To examine the association of A2bAR activation with a diet high in fat and cholesterol, the researchers used an experimental model that lacked A2bAR and compared the results with a control group. When the experimental model group was given a diet high in fat and cholesterol, there was an increase in the development of obesity and signs of type 2 diabetes. The signs demonstrated in the study included elevated blood glucose levels and increased in insulin levels. When the control group was given the same diet, however, the levels of A2bAR increased, resulting in decreased insulin and glucose levels and obesity.

A novel link also was identified between the expression of A2bAR, insulin receptor substrate 2 (IRS-2) and insulin signaling. The results showed that the level of IRS-2, a protein that has previously been shown to mediate the effect of insulin, was impaired in tissues of the experimental model lacking A2bAR, causing higher concentrations of blood glucose. When A2bAR was activated in the control group using a pharmacologic agent with a diet high in fat and cholesterol, the level of IRS-2 was upregulated, lowering blood glucose.

"The pharmacologic activation of A2bAR demonstrated its newly identified role in signaling down to regulate the levels of IRS-2, which then improved the signs of high fat diet-induced type 2 diabetes," said Ravid.

The prevalence of type 2 diabetes and obesity continues to increase in developed countries and both factors are known to contribute to the development of cardiovascular disease.

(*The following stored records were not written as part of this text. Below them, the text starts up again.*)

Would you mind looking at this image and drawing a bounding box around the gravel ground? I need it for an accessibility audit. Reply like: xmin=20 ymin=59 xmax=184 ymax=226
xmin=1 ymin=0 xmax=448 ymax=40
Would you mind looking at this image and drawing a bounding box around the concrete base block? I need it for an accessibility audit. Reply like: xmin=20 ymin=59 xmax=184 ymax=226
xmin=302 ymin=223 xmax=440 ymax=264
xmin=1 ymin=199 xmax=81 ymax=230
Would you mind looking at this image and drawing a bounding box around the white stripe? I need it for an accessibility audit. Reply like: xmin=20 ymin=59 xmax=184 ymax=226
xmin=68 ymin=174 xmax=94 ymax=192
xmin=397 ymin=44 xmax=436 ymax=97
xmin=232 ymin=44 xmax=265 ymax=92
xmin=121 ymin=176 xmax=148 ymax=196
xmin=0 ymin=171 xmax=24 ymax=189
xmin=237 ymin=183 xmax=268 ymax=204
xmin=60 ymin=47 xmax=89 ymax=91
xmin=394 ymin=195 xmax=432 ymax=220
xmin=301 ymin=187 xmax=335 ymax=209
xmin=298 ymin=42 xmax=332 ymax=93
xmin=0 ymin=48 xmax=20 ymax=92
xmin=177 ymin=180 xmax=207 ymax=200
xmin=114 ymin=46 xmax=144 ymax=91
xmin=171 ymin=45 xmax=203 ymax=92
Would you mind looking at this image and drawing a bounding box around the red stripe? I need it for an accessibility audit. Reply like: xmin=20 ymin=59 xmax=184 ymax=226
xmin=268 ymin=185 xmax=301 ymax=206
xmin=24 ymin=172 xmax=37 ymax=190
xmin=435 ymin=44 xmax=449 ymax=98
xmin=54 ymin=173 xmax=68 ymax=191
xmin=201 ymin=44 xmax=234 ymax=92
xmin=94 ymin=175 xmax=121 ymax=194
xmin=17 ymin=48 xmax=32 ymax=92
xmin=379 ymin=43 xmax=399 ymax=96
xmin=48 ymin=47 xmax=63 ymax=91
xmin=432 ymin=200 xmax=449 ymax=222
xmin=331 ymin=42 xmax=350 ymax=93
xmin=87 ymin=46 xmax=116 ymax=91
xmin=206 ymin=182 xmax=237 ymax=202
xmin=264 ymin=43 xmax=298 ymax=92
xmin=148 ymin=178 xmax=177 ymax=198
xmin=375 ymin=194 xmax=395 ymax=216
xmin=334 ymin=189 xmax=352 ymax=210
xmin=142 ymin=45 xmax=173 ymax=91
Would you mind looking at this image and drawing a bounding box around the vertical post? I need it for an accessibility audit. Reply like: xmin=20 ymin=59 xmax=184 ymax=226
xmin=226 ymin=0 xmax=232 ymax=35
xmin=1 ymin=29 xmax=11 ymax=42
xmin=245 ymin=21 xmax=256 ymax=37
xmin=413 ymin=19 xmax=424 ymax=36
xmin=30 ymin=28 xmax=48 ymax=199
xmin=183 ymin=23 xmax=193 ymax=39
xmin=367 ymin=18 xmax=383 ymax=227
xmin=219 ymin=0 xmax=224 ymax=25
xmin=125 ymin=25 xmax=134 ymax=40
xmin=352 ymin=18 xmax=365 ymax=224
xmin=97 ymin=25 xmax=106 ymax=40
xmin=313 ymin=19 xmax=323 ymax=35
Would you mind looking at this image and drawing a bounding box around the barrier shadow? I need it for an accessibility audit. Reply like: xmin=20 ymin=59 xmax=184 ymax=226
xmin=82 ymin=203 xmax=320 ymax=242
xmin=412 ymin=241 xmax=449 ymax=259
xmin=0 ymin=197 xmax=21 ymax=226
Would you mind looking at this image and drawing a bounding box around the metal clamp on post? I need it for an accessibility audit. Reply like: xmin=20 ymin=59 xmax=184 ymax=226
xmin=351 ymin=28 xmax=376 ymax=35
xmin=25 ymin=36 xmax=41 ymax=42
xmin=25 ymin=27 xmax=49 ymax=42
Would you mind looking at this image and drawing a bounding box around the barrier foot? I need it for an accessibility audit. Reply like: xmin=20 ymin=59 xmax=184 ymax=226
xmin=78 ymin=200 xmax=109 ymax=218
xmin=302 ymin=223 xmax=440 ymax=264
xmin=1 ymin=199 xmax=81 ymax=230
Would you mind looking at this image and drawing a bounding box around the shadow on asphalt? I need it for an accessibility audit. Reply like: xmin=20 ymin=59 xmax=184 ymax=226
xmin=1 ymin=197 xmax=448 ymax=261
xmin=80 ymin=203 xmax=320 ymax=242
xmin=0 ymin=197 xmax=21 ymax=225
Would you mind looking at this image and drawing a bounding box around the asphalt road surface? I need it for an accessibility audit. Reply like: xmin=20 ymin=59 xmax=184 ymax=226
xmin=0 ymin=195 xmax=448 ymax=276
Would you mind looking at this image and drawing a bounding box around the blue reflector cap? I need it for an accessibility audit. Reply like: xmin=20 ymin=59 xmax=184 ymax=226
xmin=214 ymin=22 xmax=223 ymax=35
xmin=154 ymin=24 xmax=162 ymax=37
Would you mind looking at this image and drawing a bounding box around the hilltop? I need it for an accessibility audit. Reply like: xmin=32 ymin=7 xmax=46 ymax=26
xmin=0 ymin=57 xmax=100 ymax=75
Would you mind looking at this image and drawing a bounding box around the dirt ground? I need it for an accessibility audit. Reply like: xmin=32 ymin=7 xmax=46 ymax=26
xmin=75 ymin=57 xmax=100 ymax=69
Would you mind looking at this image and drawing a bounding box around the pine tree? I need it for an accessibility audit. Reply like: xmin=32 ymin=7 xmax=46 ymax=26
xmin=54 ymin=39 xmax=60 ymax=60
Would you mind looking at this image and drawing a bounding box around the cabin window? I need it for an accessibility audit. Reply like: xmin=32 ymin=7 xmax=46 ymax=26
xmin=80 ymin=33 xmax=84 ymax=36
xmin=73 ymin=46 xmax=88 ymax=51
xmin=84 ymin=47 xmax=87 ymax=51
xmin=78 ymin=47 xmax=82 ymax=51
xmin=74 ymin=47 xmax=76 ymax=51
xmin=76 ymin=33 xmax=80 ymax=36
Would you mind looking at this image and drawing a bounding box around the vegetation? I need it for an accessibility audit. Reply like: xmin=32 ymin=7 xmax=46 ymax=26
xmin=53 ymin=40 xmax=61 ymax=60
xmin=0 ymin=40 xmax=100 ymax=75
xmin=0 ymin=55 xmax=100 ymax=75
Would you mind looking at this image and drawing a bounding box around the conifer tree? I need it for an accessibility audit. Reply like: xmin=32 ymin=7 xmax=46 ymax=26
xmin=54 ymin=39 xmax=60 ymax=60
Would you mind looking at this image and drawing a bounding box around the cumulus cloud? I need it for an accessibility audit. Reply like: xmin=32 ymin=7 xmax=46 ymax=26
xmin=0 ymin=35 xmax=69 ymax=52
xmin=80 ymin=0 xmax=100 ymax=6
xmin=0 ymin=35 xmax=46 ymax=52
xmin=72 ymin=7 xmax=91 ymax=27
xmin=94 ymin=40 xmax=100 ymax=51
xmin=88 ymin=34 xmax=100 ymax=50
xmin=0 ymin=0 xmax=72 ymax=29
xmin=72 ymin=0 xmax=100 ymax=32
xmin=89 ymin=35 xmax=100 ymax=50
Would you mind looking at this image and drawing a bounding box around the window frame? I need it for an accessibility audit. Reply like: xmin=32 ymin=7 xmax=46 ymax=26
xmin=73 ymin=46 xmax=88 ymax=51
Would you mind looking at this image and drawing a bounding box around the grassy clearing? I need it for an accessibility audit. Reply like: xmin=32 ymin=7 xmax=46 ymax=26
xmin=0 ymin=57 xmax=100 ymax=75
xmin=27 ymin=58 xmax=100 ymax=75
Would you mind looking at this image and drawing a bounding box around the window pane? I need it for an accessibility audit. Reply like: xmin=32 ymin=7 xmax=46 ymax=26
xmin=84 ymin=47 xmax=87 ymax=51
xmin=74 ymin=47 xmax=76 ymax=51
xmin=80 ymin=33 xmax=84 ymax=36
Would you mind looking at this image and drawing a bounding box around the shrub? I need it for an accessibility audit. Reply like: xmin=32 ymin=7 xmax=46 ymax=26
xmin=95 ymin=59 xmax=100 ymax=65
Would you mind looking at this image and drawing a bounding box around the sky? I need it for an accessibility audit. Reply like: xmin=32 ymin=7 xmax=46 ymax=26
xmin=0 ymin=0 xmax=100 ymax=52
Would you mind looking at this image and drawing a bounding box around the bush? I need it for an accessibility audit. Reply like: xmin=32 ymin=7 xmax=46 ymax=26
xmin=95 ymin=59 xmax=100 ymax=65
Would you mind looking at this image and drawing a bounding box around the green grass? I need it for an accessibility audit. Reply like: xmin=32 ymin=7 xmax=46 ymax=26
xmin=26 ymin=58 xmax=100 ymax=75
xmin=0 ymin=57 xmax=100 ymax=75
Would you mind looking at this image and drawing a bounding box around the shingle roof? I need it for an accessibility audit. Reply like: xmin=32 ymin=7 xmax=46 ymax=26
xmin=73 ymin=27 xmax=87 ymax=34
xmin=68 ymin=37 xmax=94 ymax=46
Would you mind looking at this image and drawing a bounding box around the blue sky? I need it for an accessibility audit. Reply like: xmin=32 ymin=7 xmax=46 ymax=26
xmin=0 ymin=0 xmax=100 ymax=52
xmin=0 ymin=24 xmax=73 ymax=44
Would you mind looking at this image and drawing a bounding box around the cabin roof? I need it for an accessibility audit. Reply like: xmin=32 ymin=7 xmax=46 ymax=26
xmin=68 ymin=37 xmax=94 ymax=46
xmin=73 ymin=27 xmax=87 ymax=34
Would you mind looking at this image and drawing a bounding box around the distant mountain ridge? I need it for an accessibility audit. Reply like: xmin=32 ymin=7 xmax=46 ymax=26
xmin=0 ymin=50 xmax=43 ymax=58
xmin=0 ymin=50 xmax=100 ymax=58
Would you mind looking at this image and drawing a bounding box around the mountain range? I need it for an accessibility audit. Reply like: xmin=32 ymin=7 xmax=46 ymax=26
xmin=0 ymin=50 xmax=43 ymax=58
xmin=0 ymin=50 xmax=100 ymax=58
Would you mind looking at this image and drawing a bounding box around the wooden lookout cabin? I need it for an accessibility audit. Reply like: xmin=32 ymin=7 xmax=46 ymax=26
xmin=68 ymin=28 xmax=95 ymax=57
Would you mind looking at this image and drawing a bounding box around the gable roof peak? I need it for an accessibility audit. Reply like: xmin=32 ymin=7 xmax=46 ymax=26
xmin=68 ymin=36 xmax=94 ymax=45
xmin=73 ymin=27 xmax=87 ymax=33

According to the World Health Organization, 346 million people worldwide have diabetes and 90 percent of those people have type 2 diabetes.

To correlate these results in humans, the researchers then examined fat tissue samples from obese individuals. The results showed that A2bAR expression is high in fat from obese individuals, marked by inflammation, compared to lean ones, and is strongly correlated with IRS-2 expression.

"Our study suggests the important role of A2bAR in maintaining the level of IRS-2, a regulator of glucose and insulin homeostasis," added Ravid.